The command gsub() uses regexes to substitute elements.

gsub(pattern, "[enter year here]", sample_text)
 ## [1] "World War II lasted from [enter year here] to [enter year here]."

You can also split strings on that pattern using the strsplit() function.

strsplit(sample_text, pattern)
 ## [[1]]
[1] "World War II lasted from " " to " "."

 

Using patterns to split a text is useful to break down a contract, statute or treaty into its various subcomponents. As an illustration, let’s once again work with the Universal Declaration of Human Rights.

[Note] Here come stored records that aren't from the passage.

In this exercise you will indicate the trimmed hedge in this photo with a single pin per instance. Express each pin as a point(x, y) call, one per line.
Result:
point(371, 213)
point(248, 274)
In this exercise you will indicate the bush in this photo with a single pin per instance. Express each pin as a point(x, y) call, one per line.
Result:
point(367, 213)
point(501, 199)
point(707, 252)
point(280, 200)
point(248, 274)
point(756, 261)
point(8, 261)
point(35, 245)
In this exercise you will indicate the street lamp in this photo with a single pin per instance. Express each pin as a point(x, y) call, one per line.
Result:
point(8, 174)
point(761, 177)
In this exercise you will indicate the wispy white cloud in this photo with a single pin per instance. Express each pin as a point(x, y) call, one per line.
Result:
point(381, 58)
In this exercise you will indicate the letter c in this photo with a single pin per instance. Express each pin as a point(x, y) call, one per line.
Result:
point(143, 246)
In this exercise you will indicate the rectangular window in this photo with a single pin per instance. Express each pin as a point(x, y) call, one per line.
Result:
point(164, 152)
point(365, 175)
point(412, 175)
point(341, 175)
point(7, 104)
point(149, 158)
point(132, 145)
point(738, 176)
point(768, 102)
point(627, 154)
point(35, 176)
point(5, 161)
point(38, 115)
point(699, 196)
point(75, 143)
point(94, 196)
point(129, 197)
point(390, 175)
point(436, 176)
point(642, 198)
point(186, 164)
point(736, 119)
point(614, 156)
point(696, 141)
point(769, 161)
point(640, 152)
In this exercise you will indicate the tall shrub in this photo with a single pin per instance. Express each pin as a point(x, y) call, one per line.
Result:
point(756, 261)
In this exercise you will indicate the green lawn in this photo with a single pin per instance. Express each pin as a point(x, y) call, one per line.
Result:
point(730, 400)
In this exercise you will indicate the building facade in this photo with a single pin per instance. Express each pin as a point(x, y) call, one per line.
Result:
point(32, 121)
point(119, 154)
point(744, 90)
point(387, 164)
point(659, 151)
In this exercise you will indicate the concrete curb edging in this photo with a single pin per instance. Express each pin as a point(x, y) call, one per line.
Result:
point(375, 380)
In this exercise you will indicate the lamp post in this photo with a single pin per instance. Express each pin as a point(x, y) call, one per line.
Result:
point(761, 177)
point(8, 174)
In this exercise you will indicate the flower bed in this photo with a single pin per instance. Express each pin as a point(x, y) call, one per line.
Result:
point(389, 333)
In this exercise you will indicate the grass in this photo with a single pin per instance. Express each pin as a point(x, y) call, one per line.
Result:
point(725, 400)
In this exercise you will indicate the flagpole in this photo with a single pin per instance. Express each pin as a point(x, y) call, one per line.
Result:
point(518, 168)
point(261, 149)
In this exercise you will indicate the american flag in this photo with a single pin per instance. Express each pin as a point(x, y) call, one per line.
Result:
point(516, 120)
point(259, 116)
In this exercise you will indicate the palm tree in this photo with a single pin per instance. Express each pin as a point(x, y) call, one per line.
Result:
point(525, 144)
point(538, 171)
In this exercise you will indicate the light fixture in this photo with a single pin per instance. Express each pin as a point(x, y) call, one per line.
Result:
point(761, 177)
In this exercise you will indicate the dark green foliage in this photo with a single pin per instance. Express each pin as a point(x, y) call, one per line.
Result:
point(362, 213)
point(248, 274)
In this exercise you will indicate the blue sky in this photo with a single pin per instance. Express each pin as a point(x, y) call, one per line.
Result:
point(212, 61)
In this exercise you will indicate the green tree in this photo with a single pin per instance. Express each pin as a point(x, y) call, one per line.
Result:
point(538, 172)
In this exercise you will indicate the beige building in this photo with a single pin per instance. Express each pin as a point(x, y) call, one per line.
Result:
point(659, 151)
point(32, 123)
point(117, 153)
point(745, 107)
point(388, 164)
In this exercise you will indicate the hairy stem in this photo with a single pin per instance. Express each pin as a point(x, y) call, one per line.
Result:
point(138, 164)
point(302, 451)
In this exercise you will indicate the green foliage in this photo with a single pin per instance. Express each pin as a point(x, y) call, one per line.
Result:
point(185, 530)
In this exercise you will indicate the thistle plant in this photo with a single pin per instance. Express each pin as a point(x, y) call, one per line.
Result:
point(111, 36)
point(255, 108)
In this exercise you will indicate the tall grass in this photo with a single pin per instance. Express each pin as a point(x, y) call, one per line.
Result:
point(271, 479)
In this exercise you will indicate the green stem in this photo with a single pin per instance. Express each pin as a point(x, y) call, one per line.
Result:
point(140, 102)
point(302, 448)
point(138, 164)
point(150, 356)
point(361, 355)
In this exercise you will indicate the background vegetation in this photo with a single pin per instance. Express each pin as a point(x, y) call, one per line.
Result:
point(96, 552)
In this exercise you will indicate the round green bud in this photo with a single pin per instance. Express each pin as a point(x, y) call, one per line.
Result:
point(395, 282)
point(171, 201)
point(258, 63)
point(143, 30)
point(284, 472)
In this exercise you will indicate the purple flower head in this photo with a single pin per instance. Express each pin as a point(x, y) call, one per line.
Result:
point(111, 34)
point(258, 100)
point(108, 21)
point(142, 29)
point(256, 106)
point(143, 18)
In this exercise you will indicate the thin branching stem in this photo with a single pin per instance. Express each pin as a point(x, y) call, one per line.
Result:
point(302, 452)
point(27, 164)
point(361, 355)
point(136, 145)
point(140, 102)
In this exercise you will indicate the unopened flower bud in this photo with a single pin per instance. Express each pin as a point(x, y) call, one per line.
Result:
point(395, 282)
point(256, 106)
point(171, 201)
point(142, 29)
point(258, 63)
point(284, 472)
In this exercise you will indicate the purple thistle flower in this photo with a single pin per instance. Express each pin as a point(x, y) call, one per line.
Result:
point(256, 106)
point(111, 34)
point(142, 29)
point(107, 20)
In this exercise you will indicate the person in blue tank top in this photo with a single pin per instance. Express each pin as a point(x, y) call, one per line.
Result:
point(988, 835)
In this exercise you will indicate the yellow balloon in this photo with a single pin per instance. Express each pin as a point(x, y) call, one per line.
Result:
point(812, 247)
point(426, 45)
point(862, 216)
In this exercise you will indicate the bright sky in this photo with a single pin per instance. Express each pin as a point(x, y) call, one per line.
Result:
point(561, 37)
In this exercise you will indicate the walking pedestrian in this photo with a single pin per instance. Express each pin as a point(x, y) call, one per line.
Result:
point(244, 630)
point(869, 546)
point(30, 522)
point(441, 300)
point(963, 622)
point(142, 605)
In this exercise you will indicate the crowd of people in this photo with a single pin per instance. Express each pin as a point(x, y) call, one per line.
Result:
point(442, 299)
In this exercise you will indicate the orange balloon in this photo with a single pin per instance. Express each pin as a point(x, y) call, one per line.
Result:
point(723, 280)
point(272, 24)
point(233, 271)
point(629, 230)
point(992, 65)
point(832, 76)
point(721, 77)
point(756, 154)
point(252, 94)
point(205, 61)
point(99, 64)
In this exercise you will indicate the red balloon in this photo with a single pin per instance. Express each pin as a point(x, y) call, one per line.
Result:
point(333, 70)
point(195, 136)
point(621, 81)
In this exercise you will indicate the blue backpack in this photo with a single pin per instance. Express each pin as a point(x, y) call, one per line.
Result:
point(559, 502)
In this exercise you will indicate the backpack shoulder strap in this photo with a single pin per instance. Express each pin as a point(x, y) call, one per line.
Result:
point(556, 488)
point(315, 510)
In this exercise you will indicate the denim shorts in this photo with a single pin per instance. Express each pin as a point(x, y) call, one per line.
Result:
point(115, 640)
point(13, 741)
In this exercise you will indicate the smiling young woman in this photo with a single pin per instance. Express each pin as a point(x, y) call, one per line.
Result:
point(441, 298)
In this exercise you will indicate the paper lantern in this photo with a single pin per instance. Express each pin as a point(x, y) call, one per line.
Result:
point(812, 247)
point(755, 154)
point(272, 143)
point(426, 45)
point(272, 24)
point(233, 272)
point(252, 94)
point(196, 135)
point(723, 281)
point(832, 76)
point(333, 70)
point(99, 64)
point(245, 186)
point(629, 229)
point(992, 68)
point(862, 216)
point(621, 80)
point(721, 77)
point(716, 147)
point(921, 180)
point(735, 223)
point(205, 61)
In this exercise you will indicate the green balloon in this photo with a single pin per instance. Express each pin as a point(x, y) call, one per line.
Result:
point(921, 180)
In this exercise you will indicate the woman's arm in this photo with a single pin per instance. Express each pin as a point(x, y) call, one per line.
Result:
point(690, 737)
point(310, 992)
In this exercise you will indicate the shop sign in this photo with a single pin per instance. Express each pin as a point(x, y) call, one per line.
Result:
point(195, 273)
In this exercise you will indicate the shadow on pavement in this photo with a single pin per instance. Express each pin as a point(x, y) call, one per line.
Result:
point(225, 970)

# Let's repeat the part of lesson 2 and load the Universal Declaration of Human Rights.
library(pdftools)
 


human_rights  <- pdf_text("https://www.ohchr.org/EN/UDHR/Documents/UDHR_Translations/eng.pdf")
# Recall that the pdf_text() function returns an object separated by page. We want to turn this into a single text object.

human_rights <- paste(human_rights, collapse = " ") 

 

Fortunately, legal documents are often quite uniform. We can exploit that feature to segment them into subcomponents.

Take a look at the Universal Declaration. You will notice that it is segmented in articles which each have their own article headers. These headers follow the pattern of “Article” + space + one or more digits. As a result, the regex “Article\\s\\d+” should allow us to properly split the Declaration into articles. If you try this, though, you will see that it misses “Article 1”, because unlike the others, it is formatted with a Roman numeral as “Article I”. So a comprehensive regex looks for the word “Article” + space + one or more digit OR “Article” + space + a capitalized letter. We thus use the regex “Article\\s\\d+|Article\\s[A-Z]”

We can then follow a three-step processes of identifying, extracting and splitting based on the pattern we input into the regex.

# (1) identify our pattern in the text

article_matcher <- gregexpr("Article\\s\\d+|Article\\s[A-Z]", human_rights)

# (2) extract the pattern

article_headers <- regmatches(human_rights, article_matcher)[[1]]
# (3) and then split the text at the pattern

article_text <- strsplit(human_rights,"Article\\s\\d+|Article\\s[A-Z]")[[1]]

 

Finally, we want to create a dataframe that has the number of the article in column 1 and its text in column 2. Note, however, that since treaties have preambles, there will be more article_texts than article_headers.

# Hence, we have to add another header (preamble) before we can match the headers and text in a dataframe.

article_headers <- c("Preamble",article_headers)
 
# At last, we can combine the headers and text in a dataframe.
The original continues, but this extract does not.